Lkw Versicherungslexikon
Vorläufige Deckung
Die vorläufige Deckung ist ein wichtiger Bestandteil im Prozess des Versicherungsabschlusses, insbesondere bei Kfz- und Lkw-Versicherungen. Sie bietet dem Versicherungsnehmer sofortigen Versicherungsschutz, noch bevor der endgültige Versicherungsvertrag abgeschlossen und die Police ausgestellt wurde.
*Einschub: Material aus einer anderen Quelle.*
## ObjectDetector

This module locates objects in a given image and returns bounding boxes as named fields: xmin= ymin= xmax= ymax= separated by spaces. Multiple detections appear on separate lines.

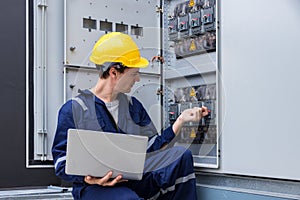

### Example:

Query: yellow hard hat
xmin=90 ymin=32 xmax=149 ymax=68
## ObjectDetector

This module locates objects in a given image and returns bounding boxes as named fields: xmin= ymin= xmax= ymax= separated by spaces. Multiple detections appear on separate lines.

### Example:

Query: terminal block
xmin=189 ymin=10 xmax=202 ymax=35
xmin=168 ymin=17 xmax=178 ymax=41
xmin=178 ymin=15 xmax=189 ymax=38
xmin=201 ymin=8 xmax=215 ymax=32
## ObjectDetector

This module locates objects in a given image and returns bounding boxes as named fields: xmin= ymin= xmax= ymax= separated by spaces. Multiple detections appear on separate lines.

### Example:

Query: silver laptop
xmin=66 ymin=129 xmax=148 ymax=180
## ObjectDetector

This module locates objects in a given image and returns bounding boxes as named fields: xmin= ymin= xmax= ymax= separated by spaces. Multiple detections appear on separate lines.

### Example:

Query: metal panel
xmin=164 ymin=0 xmax=219 ymax=168
xmin=65 ymin=0 xmax=160 ymax=74
xmin=220 ymin=0 xmax=300 ymax=180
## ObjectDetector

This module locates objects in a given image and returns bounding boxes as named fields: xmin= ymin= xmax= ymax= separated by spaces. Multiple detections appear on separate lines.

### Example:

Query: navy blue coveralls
xmin=52 ymin=90 xmax=197 ymax=200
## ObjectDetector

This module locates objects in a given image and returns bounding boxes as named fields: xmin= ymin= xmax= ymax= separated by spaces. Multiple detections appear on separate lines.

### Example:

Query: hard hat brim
xmin=126 ymin=57 xmax=149 ymax=68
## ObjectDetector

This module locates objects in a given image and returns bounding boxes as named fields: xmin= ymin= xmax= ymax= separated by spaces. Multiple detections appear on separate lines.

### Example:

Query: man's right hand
xmin=84 ymin=171 xmax=128 ymax=186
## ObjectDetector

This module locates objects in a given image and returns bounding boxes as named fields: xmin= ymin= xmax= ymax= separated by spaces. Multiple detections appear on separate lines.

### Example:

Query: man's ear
xmin=109 ymin=67 xmax=117 ymax=78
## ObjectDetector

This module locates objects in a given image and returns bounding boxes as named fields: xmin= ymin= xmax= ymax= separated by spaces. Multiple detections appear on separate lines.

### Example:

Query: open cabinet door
xmin=163 ymin=0 xmax=219 ymax=168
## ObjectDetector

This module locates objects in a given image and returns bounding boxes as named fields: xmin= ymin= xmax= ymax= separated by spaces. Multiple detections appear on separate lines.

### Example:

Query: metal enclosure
xmin=29 ymin=0 xmax=218 ymax=168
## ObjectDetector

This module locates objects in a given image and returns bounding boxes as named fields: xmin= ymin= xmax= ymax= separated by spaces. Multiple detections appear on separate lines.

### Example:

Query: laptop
xmin=66 ymin=129 xmax=148 ymax=180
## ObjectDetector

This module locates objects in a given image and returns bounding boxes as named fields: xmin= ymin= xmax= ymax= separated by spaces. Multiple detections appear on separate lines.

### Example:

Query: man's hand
xmin=84 ymin=171 xmax=128 ymax=186
xmin=172 ymin=106 xmax=208 ymax=134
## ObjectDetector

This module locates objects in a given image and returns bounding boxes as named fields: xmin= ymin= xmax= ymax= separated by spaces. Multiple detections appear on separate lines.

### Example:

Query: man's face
xmin=115 ymin=68 xmax=140 ymax=93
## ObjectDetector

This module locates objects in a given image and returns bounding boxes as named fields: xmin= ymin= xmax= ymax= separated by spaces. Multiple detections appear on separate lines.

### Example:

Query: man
xmin=52 ymin=32 xmax=208 ymax=200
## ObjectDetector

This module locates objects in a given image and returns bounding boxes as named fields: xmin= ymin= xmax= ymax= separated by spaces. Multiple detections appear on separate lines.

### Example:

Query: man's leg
xmin=80 ymin=185 xmax=140 ymax=200
xmin=129 ymin=147 xmax=197 ymax=200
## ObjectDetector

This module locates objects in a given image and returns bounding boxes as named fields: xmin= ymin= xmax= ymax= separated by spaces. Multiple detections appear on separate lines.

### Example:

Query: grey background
xmin=0 ymin=0 xmax=60 ymax=188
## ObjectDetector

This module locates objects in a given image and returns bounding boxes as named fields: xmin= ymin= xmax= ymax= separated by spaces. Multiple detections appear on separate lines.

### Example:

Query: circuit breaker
xmin=164 ymin=0 xmax=219 ymax=168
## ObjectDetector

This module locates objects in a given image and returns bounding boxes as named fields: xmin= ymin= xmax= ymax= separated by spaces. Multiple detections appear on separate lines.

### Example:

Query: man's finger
xmin=98 ymin=171 xmax=112 ymax=185
xmin=104 ymin=175 xmax=122 ymax=186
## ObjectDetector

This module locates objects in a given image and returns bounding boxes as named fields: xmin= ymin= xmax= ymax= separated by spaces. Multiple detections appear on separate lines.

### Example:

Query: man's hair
xmin=96 ymin=63 xmax=128 ymax=79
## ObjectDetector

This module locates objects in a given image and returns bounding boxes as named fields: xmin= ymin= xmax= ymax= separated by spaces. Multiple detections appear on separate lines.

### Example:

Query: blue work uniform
xmin=52 ymin=90 xmax=197 ymax=200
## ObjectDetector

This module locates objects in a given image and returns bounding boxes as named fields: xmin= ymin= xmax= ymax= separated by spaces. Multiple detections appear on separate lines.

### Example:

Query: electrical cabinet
xmin=29 ymin=0 xmax=219 ymax=168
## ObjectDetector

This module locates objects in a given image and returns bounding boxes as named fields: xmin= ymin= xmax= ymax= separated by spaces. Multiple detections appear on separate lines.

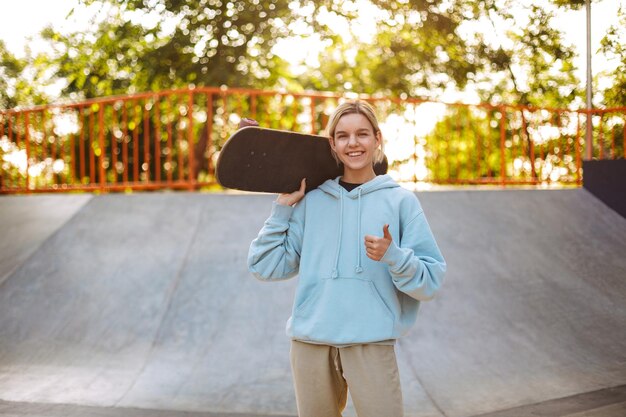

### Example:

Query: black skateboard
xmin=216 ymin=126 xmax=387 ymax=193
Diese Absicherung ist besonders relevant, wenn Fahrzeuge kurzfristig angemeldet oder bereits im Straßenverkehr bewegt werden müssen.
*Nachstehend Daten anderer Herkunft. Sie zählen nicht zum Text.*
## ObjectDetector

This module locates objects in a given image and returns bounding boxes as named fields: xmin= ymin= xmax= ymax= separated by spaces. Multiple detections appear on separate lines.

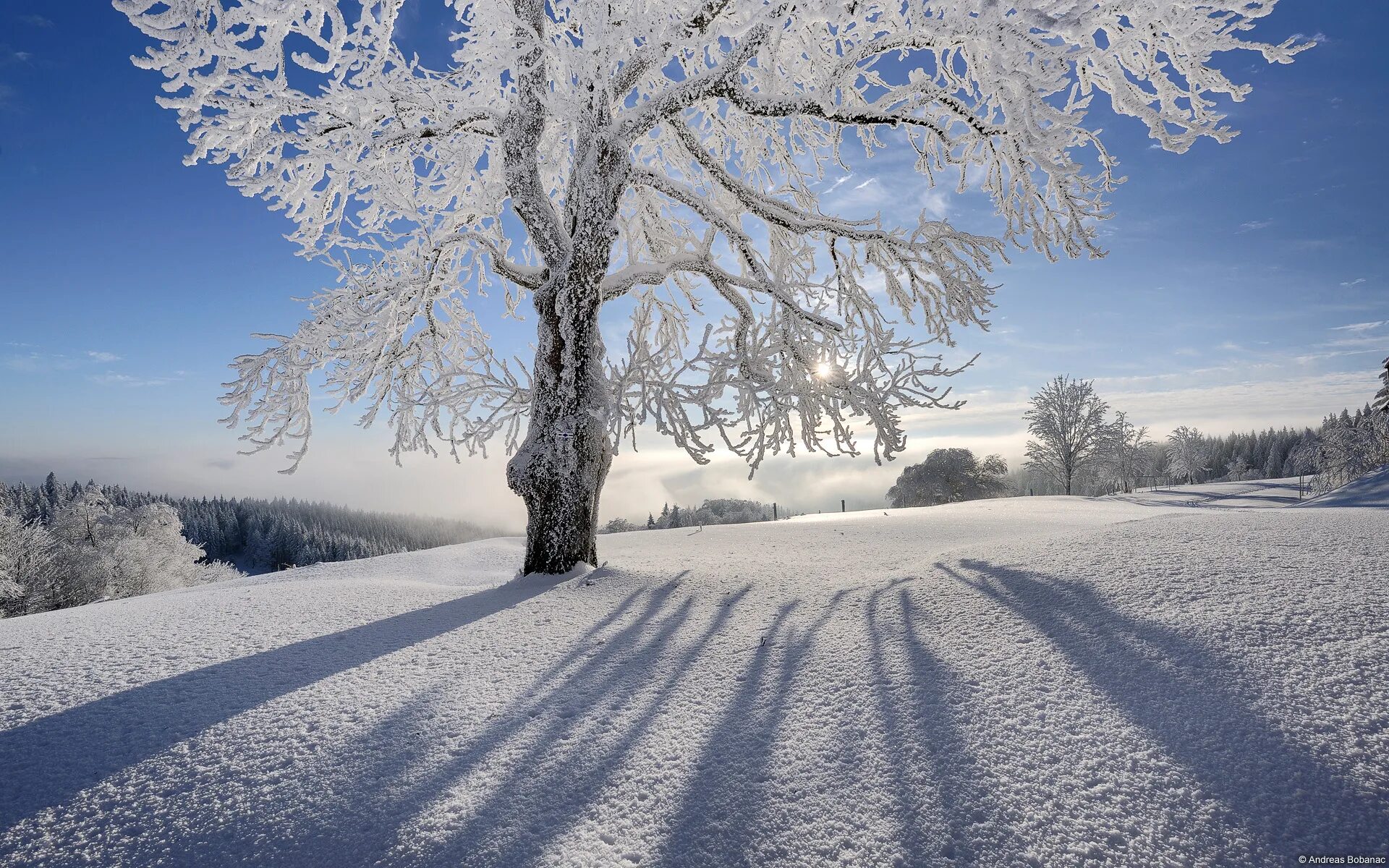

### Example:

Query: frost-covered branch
xmin=115 ymin=0 xmax=1306 ymax=483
Was bedeutet vorläufige Deckung?
Unter vorläufiger Deckung versteht man den zeitlich befristeten Versicherungsschutz, den ein Versicherer seinem Kunden gewährt, bevor der formelle Versicherungsvertrag vollständig zustande kommt. Dieser Schutz beginnt in der Regel mit dem Antrag oder mit der Vergabe der elektronischen Versicherungsbestätigung (eVB-Nummer) und endet automatisch mit dem Zustandekommen oder der Ablehnung des eigentlichen Vertrags.
Inhalt und Umfang
Die vorläufige Deckung umfasst in den meisten Fällen mindestens die gesetzlich vorgeschriebene Kfz-Haftpflichtversicherung. Je nach Vereinbarung kann sie aber auch Teilkasko- oder Vollkasko-Leistungen beinhalten.
Typische Leistungen:
- Versicherungsschutz bei der Teilnahme am Straßenverkehr
- Deckung für das Fahrzeug während der Zulassung
- Haftung gegenüber Dritten bei einem Unfall
Wann beginnt die vorläufige Deckung?
In der Regel beginnt sie mit der Mitteilung der eVB-Nummer und der Antragsannahme durch den Versicherer - oft schon telefonisch oder online. Die konkrete Ausgestaltung variiert jedoch von Versicherer zu Versicherer und sollte im Einzelfall überprüft werden.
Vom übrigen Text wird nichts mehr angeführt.